A Driver’s Nightmare, an Investor’s Pot of Gold

Despite the economic turmoil in recent years, the middle class of some emerging countries continues to grow at staggering rates. Along with it comes a concomitant growth of car ownership. China has become the largest new car market in the world and Brazil has overtaken Germany as the 4th largest market thanks to a middle class that has been growing consistently over the past decade.

The good news for investors is that the growth rate of purchased cars in such locations has far exceeded that of new parking infrastructure. Thus, there are many opportunities to invest in income-generating real estate like multi-story car parks. Drivers are finding it increasingly difficult to find parking spaces in the city, particularly in places like Brazil where the explosion in car purchases was not met by a similar increase in provision of parking lots.

The parking situation has become a nightmare for drivers, but a rich opportunity for investors. The combination of high demand for parking and reduced real estate prices make this a prime time to invest in innovative income-generating properties for parking, especially in rapidly growing economies like Brazil and China.

A key advantage of such real estate investments versus other commercial properties such as office buildings is their relatively low recurring capital investment and maintenance costs and high revenue potential on a square meter basis.
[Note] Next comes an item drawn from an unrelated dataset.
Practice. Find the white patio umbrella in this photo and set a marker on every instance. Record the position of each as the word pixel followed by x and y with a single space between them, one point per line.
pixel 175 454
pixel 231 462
Car parks in Brazil can bring in several million euros per year in revenue, depending on size and location. Compared to office building owners who find themselves continually injecting capital for repairs, preventative maintenance and modifications of interior spaces to suit a revolving tenant base, multi-story car parks are relatively maintenance-free and have more consistent occupancy on an annual basis.

The goal is to bring multi-story car parks into the 21st century by applying the same “green” standards to them as to hotels and other commercial buildings. Companies like Green Park ( are starting to do just that by building fully automated, eco-friendly parking garages. One could imagine modernizing new or existing car parks with solar panels to support lighting, ventilation and, more importantly, charging capabilities for the growing number of electric/hybrid cars. Giving customers the peace of mind of knowing their electric vehicle is charging, while they are at work, will increase the acceptance and growth of such vehicles. In turn, this will bring tremendous environmental benefits, while reducing dependence on fossil fuels. Such value-added parking structures would support higher parking rates with additional revenue streams coming from the feeding of solar energy surplus into the grid.